Multi-agent OpenClaw deployments — particularly those running large pools of Codex agents against a shared GitHub Copilot OAuth profile — have long been plagued by a subtle but disruptive failure mode. A new fix merged today puts an end to it.
PR #67876, contributed by visionik and co-authored with HeroSizy, lands a cross-agent OAuth refresh serialization layer that resolves the long-tracked issue #26322.
The Problem: Refresh Token Storms
When a shared OAuth token expires and multiple agents hold it simultaneously, every agent races to refresh it at the same time. Providers like GitHub rotate the refresh token on each successful call, which means only the first agent's refresh wins. Every other agent receives a refresh_token_reused HTTP 401 — and cascades into model fallback, even though fresh credentials are now available.
For anyone running 10–20 Codex agents sharing a single Copilot profile, this created a token-expiry storm roughly every 12 hours: a burst of cascading fallback errors that required manual recovery.
The Fix: Three Layers of Serialization
The solution stacks three distinct serialization mechanisms:
1. Cross-process file lock
A new lock path at $STATE_DIR/locks/oauth-refresh/sha256-<hex> ensures that agents across separate OS processes queue up on a single coordination point before touching a shared profile's token. The lock key now includes both the provider name and the profile ID (NUL-separated to prevent concatenation collisions), so distinct providers never needlessly block each other.
2. In-process Promise queue
Within a single OpenClaw process, a keyed Promise chain prevents concurrent async calls from slipping past the file lock simultaneously — a scenario that's easy to hit in the async JS runtime when many tool calls land at once.
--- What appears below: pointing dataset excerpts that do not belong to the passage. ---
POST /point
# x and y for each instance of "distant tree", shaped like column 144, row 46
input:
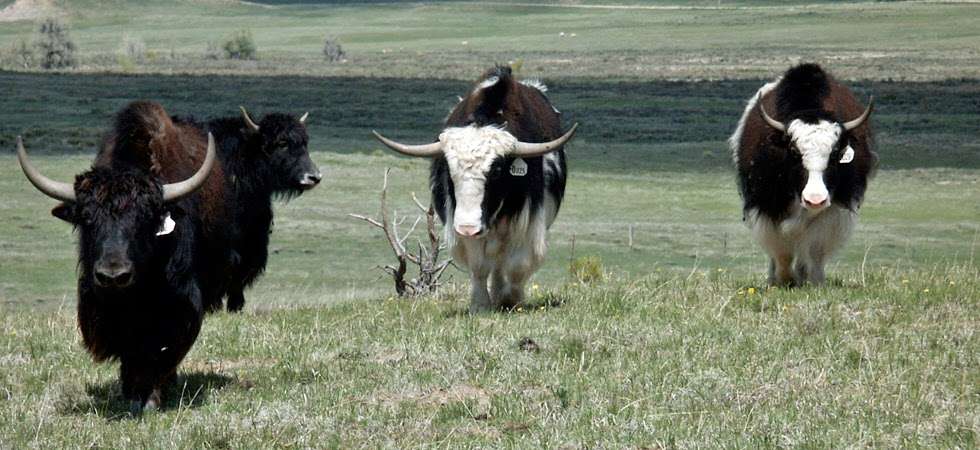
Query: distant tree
column 23, row 54
column 240, row 45
column 332, row 51
column 55, row 45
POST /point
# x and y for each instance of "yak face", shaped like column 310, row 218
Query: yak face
column 285, row 156
column 477, row 160
column 823, row 146
column 123, row 225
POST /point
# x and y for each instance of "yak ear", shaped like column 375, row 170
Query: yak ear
column 64, row 211
column 491, row 93
column 176, row 211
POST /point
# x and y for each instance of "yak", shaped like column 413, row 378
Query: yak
column 804, row 154
column 497, row 178
column 260, row 160
column 145, row 213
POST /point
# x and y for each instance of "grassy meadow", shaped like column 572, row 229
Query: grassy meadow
column 680, row 344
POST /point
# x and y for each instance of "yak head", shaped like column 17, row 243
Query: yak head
column 479, row 151
column 124, row 216
column 823, row 145
column 278, row 144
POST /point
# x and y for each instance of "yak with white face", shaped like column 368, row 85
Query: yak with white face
column 497, row 179
column 803, row 151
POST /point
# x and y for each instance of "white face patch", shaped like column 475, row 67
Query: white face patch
column 168, row 226
column 470, row 152
column 815, row 143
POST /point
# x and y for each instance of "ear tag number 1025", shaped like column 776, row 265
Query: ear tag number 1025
column 518, row 168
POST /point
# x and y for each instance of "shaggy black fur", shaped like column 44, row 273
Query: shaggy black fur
column 771, row 173
column 259, row 166
column 150, row 324
column 529, row 116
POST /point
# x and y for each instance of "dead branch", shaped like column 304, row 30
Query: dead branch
column 430, row 268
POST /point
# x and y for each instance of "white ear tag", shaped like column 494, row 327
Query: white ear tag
column 518, row 168
column 168, row 226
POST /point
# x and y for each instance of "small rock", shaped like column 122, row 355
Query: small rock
column 528, row 345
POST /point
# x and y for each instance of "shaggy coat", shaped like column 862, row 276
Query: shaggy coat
column 259, row 165
column 517, row 206
column 150, row 324
column 774, row 169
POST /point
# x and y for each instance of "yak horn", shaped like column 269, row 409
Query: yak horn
column 175, row 191
column 424, row 150
column 248, row 120
column 530, row 150
column 55, row 189
column 772, row 122
column 864, row 116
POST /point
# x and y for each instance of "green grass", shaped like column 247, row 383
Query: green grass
column 863, row 40
column 677, row 344
column 662, row 360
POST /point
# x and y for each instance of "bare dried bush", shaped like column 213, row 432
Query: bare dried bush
column 426, row 259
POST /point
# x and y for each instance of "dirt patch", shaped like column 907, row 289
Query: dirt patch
column 440, row 397
column 234, row 365
column 28, row 10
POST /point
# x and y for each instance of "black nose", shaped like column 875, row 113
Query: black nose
column 114, row 274
column 311, row 179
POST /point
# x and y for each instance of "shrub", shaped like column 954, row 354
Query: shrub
column 587, row 269
column 332, row 51
column 240, row 45
column 56, row 47
column 22, row 54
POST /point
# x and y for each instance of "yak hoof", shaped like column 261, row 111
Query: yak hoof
column 153, row 402
column 236, row 303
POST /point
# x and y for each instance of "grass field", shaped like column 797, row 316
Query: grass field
column 680, row 345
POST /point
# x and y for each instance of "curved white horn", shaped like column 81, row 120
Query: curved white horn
column 248, row 120
column 864, row 116
column 55, row 189
column 424, row 150
column 772, row 122
column 530, row 150
column 175, row 191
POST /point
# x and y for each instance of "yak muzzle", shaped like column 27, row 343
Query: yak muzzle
column 115, row 274
column 469, row 230
column 310, row 179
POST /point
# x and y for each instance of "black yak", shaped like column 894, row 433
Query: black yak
column 803, row 150
column 260, row 161
column 145, row 213
column 498, row 177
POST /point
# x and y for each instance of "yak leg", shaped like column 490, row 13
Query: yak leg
column 479, row 297
column 236, row 297
column 140, row 384
column 510, row 277
column 776, row 244
column 824, row 237
column 472, row 254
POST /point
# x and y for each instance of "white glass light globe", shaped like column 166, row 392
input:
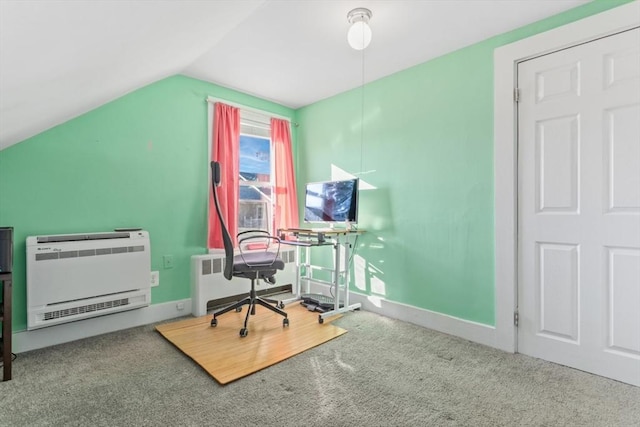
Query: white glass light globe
column 359, row 35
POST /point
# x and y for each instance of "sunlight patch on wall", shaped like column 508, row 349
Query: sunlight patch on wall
column 338, row 174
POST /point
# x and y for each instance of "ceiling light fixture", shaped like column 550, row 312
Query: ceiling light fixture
column 359, row 34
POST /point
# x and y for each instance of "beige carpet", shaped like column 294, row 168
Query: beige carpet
column 226, row 356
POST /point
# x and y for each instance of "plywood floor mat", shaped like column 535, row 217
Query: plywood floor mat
column 226, row 356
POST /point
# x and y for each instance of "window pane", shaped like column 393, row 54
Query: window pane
column 255, row 183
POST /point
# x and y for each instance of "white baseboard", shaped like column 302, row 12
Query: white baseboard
column 53, row 335
column 472, row 331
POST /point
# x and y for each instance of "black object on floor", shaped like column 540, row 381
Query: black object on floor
column 318, row 302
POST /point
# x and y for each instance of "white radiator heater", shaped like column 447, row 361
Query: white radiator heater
column 77, row 276
column 209, row 284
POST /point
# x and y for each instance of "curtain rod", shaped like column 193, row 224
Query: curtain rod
column 212, row 100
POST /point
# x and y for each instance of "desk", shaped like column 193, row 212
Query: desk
column 340, row 241
column 5, row 318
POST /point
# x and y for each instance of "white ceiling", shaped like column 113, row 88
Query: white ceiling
column 62, row 58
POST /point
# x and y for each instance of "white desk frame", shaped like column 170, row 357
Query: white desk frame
column 341, row 241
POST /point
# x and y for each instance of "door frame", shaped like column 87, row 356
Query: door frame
column 506, row 59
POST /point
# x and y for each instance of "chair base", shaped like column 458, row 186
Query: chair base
column 252, row 300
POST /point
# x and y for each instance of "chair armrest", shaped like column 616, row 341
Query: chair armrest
column 269, row 243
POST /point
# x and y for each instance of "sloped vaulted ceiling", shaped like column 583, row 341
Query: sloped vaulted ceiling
column 62, row 58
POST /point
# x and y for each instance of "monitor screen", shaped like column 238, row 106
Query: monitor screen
column 331, row 201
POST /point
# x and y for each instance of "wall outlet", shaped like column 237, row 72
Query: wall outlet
column 155, row 278
column 167, row 261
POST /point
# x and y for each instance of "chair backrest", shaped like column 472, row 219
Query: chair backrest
column 226, row 237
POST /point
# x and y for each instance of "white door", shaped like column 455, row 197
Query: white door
column 579, row 207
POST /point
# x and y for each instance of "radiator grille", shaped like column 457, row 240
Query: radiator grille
column 85, row 309
column 88, row 252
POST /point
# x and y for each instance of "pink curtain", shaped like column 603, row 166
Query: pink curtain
column 225, row 149
column 286, row 215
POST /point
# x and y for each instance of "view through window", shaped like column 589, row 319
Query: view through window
column 256, row 183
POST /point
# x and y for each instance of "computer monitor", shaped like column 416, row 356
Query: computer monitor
column 331, row 202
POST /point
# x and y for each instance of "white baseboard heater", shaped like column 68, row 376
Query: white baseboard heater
column 78, row 276
column 209, row 284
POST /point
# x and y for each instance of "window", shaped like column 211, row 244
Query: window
column 255, row 151
column 255, row 207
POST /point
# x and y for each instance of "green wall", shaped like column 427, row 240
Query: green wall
column 139, row 161
column 427, row 148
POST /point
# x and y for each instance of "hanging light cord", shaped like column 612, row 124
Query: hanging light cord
column 362, row 117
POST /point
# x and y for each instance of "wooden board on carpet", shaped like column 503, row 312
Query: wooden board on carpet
column 227, row 357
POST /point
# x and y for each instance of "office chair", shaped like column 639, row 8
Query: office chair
column 254, row 265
3. Credential mirroring with identity validation
After a successful refresh, the fresh credential is mirrored back into the main-agent store. Peers that acquire the lock afterward skip their own HTTP refresh and adopt the already-fresh credential instead. This collapses N serialized refreshes into 1 real refresh + (N-1) cheap adoptions.
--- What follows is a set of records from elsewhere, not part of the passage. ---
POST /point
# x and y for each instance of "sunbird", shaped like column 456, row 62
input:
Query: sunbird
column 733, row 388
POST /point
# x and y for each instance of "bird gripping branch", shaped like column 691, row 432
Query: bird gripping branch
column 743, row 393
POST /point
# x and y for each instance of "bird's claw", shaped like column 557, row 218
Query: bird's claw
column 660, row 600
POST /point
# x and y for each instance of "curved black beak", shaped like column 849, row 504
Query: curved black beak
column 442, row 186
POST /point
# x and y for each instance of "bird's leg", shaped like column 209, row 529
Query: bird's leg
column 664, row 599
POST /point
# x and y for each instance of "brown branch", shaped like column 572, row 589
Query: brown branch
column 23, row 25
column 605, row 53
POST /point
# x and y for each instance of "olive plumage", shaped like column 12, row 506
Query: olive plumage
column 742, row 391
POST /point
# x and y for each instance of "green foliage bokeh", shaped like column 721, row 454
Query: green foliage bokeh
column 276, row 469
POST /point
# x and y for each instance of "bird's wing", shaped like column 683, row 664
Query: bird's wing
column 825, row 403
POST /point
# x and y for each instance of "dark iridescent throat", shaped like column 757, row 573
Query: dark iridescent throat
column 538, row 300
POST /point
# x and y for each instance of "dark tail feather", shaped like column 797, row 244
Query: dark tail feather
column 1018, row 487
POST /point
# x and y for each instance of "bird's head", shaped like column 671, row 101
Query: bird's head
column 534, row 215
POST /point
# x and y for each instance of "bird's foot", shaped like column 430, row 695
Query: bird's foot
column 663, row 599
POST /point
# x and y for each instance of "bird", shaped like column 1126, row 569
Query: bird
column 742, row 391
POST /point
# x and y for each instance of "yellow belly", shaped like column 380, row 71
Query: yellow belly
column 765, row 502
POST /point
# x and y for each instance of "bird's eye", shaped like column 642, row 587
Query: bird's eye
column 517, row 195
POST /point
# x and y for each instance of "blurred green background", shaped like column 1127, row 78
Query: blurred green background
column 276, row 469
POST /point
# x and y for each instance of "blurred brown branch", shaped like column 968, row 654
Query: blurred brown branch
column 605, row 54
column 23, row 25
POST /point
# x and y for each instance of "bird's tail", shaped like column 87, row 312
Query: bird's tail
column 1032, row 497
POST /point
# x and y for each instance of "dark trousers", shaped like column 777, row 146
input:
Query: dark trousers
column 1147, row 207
A new isSafeToCopyOAuthIdentity gate guards the mirror and adoption paths: it allows credential copies only when there is no positive identity mismatch and the incoming credential carries at least as much identity evidence (accountId, email) as the existing entry. This prevents a misconfigured sub-agent from overwriting the main store with foreign-account tokens — closing a CWE-284-class authorization issue that Aisle flagged during review.
Lock Timeout Safety
The file lock carries a 3-minute stale timeout (stale = 180,000ms). A hard OAUTH_REFRESH_CALL_TIMEOUT_MS = 120,000ms cap on the underlying HTTP call guarantees the invariant: every legitimate refresh completes before the lock can be reclaimed by a waiting peer. The two constants are explicitly tested to enforce the call_timeout < stale relationship.
Who Is Affected?
This fix is most impactful for:
- Multi-agent Codex setups — 10+
openai-codexagents sharing a GitHub Copilot OAuth profile - Team deployments — isolated agent sessions that share a single provider account
- Automated pipelines — long-running agent pools with periodic token expiration
Single-agent installs will see no behavioral change. The lock overhead is negligible for the common case.
Test Coverage
The PR ships 80+ new tests across 11 files, including seeded-RNG fuzz suites covering ~4,500 adversarial inputs. The headline test — oauth.concurrent-20-agents.test.ts — fires 20 agents simultaneously against a single profile and asserts that exactly one HTTP refresh call fires while all 20 agents receive the same fresh token. Lock path safety is validated against 2,700+ adversarial profile ID inputs.
The fix is available in the current main branch and will ship in the next OpenClaw release.